Demos: widen participation by scrapping 'overly generous' student loans

The coalition government must take the tough political decision to make student loans less generous if it wants to fix the "central impediment" to an "efficient, competitive and high-quality" higher education sector, according to a report out this week.

February 2, 2012

The study from thinktank Demos, expected on 3 February, says that lowering the cost of loans to the taxpayer would allow expansion of the system, proper competition for places and would end a "vicious circle" where universities are able to set high fees due to excess demand.

Without such measures, the government would be forced to continue overly bureaucratic policies such as the AAB and core-and-margin plans to try to force competition on the sector, with unintended consequences.
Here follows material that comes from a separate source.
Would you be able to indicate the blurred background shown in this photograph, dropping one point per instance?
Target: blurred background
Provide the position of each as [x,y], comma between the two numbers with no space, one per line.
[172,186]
The suggestion forms the key recommendation put forward in the Future Universities report, which calls for loans to be made less generous by lowering the repayment threshold of £21,000, scrapping the 30-year period after which debt is written off, increasing repayment levels or putting up interest rates.

"Developing and implementing [such policies] would take political bravery and a willingness to admit that the present White Paper, while right in its general thrust, is wrong on many details," the report says.
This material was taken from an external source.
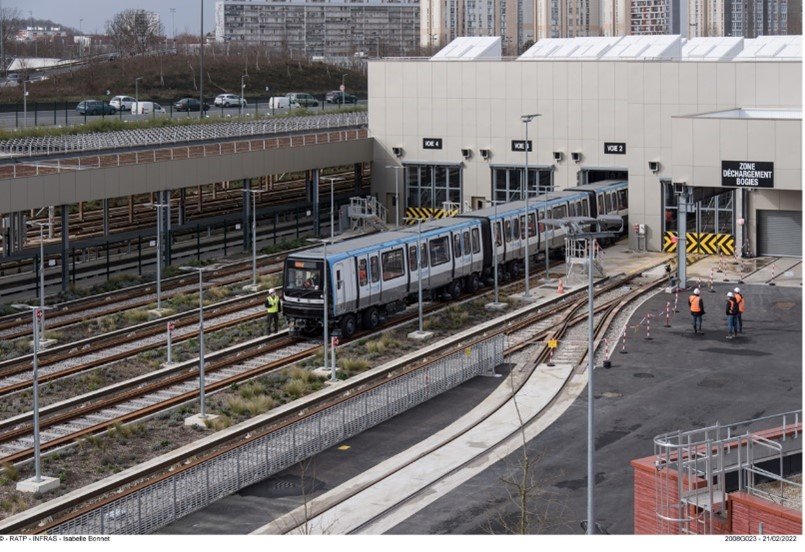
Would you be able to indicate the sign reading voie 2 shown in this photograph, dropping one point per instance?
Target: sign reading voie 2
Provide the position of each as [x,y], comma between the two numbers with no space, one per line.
[747,174]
"But after surveying the evidence, these are the policies we believe would best serve future generations of English students and taxpayers," it concludes.

Matt Grist, the senior researcher at Demos who wrote the report, said his findings were based on the premise that the current state of the UK's public finances meant that increasing direct taxpayer funding for universities would prove to be too difficult.

"If the government kept the basic structure of the repayments scheme but made it less generous, it would [face a much reduced] loan write-off and could thus expand provision, widening access by allowing more people to attend higher education and creating a virtuous rather than a vicious circle," he said.

As well as changes to the loan system, the report also calls for bursaries and fee waivers to no longer count towards university access targets so that students have clear information on the cost of different institutions.

Such benefits should instead be offered centrally on a means-tested basis through the loans system to stop them distorting fee levels.

Their removal from access agreements would then allow the Office for Fair Access "to relentlessly focus on outreach programmes, which are proven to be the most effective way of widening access to university", the report adds.

Other recommendations include backing for up to 70 per cent of some degrees to be based on syllabuses set by other institutions, more research funding for academics to pursue small individual projects such as writing books, plus a national charter on standards, paid for by a business levy.